Supplementary Figure 2 miCLIP peaks provide higher resolution than conventional MeRIP-Seq peaks and PA-m6A-Seq clusters.
Although miCLIP does not use peaks to identify m6A residues and instead uses C→T transitions and cDNA truncations, looking at peaks in the coverage tracks is helpful for manual validation. Also, it enables a better comparison with conventional MeRIP-Seq data sets. This figure shows the coverage of the 3’ UTR of ACTB with unique miCLIP reads from the CITS and CIMS miCLIP libraries (light blue and orange, respectively). Called m6A residues in both data sets are shown as red circles beneath the tracks. The top two tracks show MeRIP-Seq coverage from the initial m6A mapping studies (red and green). Coverage as determined by Schwartz et al.5 was generated with a version of MeRIP-Seq that uses a variety of technical improvements and greater sequencing depth, leading to smoother peaks.

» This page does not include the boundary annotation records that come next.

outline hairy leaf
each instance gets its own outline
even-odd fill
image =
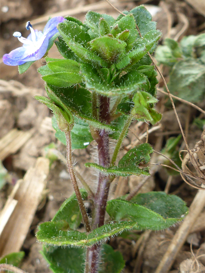
[[[137,225],[136,223],[123,221],[104,225],[88,234],[70,230],[65,221],[45,222],[39,226],[36,234],[39,242],[55,245],[89,246],[104,242],[110,236],[117,235]]]
[[[43,246],[41,252],[54,273],[79,273],[84,271],[86,250],[79,247]],[[119,273],[125,266],[122,254],[109,245],[101,246],[99,273]],[[77,260],[78,262],[76,262]]]
[[[112,63],[121,58],[125,54],[126,43],[108,36],[96,38],[89,43],[92,51]]]
[[[147,167],[141,169],[138,166],[140,163],[147,164],[150,159],[149,154],[153,152],[152,148],[148,143],[141,144],[131,149],[119,161],[117,166],[105,168],[95,163],[86,163],[86,167],[95,168],[103,173],[128,176],[134,174],[150,175],[149,168]]]
[[[65,23],[62,23],[58,24],[58,27],[61,35],[68,46],[82,61],[91,63],[95,65],[104,67],[107,66],[106,62],[101,58],[89,51],[70,37],[69,26]]]
[[[77,117],[84,121],[94,127],[115,131],[113,126],[104,124],[92,117],[92,105],[90,92],[83,87],[58,88],[46,85],[48,96],[51,100],[61,103]]]
[[[107,212],[112,219],[131,220],[137,223],[138,229],[153,230],[169,227],[183,220],[188,213],[185,202],[175,195],[156,192],[139,195],[132,201],[109,201]]]
[[[55,43],[60,54],[65,59],[70,59],[79,61],[80,59],[69,48],[61,36],[58,36],[58,41]]]
[[[73,72],[79,73],[80,67],[78,64],[73,60],[63,59],[53,59],[46,57],[46,61],[49,68],[53,72]]]
[[[25,253],[24,251],[10,253],[1,258],[0,264],[7,263],[18,267],[25,256]]]
[[[150,121],[154,125],[162,118],[162,115],[153,108],[158,100],[150,94],[144,91],[139,91],[133,98],[134,105],[131,114],[138,120]],[[152,107],[152,106],[153,107]]]
[[[108,85],[97,75],[97,71],[88,64],[81,66],[86,86],[89,90],[104,96],[111,96],[125,95],[136,91],[146,84],[145,76],[137,71],[127,73],[121,77],[115,86]]]
[[[80,191],[83,199],[87,199],[87,192],[83,189],[81,189]],[[75,229],[78,227],[82,219],[76,195],[74,193],[64,201],[52,221],[54,222],[64,221],[68,224],[71,229]]]
[[[65,105],[59,103],[56,105],[51,100],[43,96],[34,96],[34,98],[52,111],[56,119],[58,126],[61,131],[66,130],[69,127],[72,129],[74,122],[73,117]]]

Regions determined to be methylated by the PAR-CLIP–based PA-m6A-Seq26 method are shown as brown horizontal bars. The gene model of ACTB is depicted below the coverage tracks. Gray bars represent DRACH consensus sites. Comparison between MeRIP-Seq and miCLIP peaks revealed that they occur at the same positions in the transcript. However, whereas MeRIP-Seq peaks are ~100–200 nt wide, miCLIP peaks are ~40 nt wide.
Supplementary Figure 3 General features of miCLIP libraries and comparison with existing data sets.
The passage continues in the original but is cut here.